Contractual agreement

Phantom stock is a contractual agreement between a corporation and recipients of phantom shares that bestow upon the grantee the right to a cash payment at a designated time or in association with a designated event in the future, which payment is to be in an amount tied to the market value of an equivalent number of shares of the corporation's stock. Thus, the amount of the payout will increase as the stock price rises, and decrease if the stock falls, but without the recipient (grantee) actually receiving any stock. Like other forms of stock-based compensation plans, phantom stock broadly serves to align the interests of recipients and shareholders, incentivize contribution to share value, and encourage the retention or continued participation of contributors. Recipients (grantees) are typically employees, but may also be directors, third-party vendors, or others. Business owners may offer phantom stocks as a way to reward and retain employees, however employees can only own phantom stock during the duration of their employment with the company.

For startups, phantom shares can be used in lieu of stock options to provide prospective contributors to the success of the startup with a simple form of equity participation, since the phantom share grants can be tied to negotiated vesting schedules with the payout being tied to a change of control or liquidity event such as an IPO or acquisition. Both the startup and the recipients benefit from the flexibility of the agreement and the minimal legal and tax filing paperwork involved.

For established companies, phantom shares can be used as a cash bonus plan, although some plans pay out the benefits in the form of shares.

Phantom stock can, but usually does not, pay dividends. When the grant is initially made, there is no tax impact. When the payout is made, however, it is taxed as ordinary income to the grantee and is deductible to the employer. Generally, phantom plans require the grantee to become vested, either through seniority or meeting a performance target.

Phantom stock can be taxable upon vesting, even if not paid out, if the value of the phantom shares is pegged to shares that themselves have value. Use of a "rabbi trust" may solve this problem in some jurisdictions; however, that subjects the payout to significant risk, such as not being protected from the company's creditors in the event of corporate bankruptcy. Another way to avoid incurring a taxable event at the time of vesting is to peg the payout only to the increase in value from the time of the vesting to the time of the payout. Thus, the value of the phantom shares at the time of vesting is zero and not subject to taxation as compensation.

A company can also issue Phantom Stock Options, which create a similar result as non-qualified stock options (NSOs). Typically the Phantom Options are issued at a strike price equivalent to the fair market value of the company, resulting in no tax liability at issuance. As the value of the company grows over time, the value of the Phantom Options grows as well. Like NSOs, there are no tax liabilities upon vesting. Upon exercise, the owner of the Phantom Options receives a cash payout equivalent to the stock share price less the Phantom Option strike price. Like NSOs, the payout is taxed as ordinary income. There is no ability to exercise the Phantom Options and receive stock shares, although there may be a provision to receive Phantom Shares. Like Phantom Shares, Phantom Stock Options do not confer ownership rights, or dilute the share ownership of a company, although they do create liabilities to the company.
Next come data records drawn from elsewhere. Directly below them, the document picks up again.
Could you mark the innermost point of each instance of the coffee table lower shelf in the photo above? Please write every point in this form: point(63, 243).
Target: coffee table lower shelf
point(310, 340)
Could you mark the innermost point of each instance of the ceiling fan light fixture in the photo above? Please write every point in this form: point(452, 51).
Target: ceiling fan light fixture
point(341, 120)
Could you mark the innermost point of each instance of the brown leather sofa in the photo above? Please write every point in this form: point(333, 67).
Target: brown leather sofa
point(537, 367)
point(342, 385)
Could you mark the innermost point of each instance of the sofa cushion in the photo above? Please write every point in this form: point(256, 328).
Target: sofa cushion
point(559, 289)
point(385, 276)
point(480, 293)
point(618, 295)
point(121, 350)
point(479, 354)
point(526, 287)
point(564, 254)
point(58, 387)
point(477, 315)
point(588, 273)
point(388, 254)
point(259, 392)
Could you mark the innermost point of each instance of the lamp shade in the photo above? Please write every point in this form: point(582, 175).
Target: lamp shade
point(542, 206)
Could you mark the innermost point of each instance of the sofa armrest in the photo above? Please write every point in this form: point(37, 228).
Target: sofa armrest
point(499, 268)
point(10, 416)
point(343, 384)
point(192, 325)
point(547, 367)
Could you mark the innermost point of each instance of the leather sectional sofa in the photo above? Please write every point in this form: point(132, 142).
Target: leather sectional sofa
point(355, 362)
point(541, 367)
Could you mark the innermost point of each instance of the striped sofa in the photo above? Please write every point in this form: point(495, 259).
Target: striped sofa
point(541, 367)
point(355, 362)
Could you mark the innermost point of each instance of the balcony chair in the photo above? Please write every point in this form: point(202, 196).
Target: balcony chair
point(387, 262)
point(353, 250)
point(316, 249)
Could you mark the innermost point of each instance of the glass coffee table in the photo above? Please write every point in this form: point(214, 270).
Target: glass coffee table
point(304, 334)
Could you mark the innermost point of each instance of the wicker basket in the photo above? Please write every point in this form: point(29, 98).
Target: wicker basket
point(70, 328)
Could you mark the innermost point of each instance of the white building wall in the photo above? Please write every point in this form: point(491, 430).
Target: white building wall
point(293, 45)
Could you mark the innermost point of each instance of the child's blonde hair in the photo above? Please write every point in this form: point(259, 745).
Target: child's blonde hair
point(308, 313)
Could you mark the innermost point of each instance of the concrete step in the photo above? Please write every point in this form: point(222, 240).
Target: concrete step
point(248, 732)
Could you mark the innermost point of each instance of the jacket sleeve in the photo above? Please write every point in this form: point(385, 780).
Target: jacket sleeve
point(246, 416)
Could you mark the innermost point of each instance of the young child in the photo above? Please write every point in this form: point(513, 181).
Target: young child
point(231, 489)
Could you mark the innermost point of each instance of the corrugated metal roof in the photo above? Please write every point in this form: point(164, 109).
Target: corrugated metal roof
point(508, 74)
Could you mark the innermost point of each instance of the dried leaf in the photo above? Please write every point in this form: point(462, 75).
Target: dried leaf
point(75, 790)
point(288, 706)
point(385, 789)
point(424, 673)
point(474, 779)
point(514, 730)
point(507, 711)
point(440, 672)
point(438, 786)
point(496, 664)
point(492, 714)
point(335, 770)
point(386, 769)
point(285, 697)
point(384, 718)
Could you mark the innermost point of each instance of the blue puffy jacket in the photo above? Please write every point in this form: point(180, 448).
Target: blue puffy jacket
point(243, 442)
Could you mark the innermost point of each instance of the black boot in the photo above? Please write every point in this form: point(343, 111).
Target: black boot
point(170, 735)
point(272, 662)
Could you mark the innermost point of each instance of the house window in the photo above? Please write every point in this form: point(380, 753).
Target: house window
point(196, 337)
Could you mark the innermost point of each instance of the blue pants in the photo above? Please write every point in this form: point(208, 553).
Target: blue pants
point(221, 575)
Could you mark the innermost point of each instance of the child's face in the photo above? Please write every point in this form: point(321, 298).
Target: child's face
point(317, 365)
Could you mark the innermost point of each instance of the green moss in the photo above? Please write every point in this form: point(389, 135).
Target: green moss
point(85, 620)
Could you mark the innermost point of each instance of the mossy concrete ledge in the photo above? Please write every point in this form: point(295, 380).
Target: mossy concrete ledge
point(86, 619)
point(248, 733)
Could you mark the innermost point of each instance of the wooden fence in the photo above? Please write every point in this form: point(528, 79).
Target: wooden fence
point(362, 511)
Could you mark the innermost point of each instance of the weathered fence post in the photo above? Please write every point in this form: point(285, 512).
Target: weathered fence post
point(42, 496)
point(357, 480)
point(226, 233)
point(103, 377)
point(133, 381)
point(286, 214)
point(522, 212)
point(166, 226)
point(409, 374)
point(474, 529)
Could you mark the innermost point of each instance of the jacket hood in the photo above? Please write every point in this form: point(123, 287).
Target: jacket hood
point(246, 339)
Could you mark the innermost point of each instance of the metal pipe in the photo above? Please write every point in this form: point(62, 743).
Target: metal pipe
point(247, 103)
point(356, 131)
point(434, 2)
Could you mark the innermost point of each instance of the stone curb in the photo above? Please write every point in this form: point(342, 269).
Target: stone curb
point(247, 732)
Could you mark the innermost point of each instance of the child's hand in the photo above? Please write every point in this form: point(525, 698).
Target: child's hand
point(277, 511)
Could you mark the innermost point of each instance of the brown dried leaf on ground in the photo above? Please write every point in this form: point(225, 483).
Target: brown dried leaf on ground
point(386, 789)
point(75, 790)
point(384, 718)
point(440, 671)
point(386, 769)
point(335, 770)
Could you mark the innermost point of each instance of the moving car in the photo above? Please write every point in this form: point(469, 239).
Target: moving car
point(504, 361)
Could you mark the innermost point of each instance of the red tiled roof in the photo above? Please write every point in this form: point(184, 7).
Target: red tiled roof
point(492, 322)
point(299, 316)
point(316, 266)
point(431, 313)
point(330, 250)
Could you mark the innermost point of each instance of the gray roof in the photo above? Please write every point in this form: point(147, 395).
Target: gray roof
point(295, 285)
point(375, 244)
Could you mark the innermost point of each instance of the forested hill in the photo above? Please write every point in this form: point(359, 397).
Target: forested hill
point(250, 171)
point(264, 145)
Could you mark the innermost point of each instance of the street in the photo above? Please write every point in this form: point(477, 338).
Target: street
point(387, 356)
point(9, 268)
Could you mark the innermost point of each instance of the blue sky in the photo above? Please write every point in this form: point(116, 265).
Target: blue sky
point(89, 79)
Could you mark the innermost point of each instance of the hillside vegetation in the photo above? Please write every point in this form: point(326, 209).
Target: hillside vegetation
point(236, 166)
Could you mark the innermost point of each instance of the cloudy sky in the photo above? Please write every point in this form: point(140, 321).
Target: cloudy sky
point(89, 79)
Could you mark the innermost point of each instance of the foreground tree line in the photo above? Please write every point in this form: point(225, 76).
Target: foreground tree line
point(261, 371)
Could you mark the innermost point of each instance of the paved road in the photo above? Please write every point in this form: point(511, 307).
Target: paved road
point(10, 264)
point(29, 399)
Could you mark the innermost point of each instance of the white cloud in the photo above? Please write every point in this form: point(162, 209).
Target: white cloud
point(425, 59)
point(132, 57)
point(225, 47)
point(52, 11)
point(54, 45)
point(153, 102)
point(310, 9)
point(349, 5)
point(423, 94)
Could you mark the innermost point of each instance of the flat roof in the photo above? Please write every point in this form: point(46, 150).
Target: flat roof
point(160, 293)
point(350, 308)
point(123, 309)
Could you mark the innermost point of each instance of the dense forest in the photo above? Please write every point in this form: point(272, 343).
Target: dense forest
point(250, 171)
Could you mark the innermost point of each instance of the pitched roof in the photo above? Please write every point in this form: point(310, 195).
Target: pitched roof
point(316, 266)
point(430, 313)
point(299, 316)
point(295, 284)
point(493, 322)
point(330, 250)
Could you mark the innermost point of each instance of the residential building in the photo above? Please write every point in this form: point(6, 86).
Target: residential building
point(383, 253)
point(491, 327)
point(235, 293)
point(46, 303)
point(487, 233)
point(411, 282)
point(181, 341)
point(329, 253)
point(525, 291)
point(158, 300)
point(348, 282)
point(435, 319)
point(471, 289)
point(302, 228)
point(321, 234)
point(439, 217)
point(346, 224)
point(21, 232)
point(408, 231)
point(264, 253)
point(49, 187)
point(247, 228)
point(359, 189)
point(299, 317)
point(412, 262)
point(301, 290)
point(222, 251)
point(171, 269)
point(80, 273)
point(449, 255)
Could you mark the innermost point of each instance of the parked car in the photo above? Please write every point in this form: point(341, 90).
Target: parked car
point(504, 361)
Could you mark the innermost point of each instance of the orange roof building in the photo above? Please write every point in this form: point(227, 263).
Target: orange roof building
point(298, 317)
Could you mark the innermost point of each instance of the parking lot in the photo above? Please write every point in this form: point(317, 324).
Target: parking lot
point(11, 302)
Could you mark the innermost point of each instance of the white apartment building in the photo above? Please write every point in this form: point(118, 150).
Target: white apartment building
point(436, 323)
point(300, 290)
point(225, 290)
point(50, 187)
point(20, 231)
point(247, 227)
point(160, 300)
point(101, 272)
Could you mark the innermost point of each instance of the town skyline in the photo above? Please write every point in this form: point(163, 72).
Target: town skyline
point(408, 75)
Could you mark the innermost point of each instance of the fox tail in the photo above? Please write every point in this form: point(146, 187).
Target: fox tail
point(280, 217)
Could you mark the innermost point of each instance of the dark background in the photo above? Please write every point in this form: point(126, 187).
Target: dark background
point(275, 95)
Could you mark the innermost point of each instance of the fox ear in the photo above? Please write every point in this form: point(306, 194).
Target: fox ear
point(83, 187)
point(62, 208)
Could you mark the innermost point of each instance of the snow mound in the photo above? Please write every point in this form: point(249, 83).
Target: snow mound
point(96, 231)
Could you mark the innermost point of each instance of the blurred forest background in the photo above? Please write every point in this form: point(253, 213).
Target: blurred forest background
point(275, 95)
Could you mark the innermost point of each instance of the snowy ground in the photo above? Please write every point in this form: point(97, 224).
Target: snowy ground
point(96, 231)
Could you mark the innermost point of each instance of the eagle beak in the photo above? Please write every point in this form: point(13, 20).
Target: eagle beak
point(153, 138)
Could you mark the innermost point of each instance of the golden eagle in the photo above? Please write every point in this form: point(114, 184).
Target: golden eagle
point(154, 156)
They are used for constructing future cash payouts to a beneficiary, the value of which is tied to the appreciation of the company. They are considered deferred compensation plans as per section 409a of the tax code.

For accounting purposes, phantom stock is treated as nonqualified deferred compensation. As the amount of the liability changes each year, an entry is made for the amount accrued. A decline in value would reduce the liability. These entries are not contingent on vesting. Phantom stock payouts are taxable to the employee as ordinary income and deductible to the company. However, they are also subject to complex rules governing deferred compensation that, if not properly followed, can lead to penalty taxes.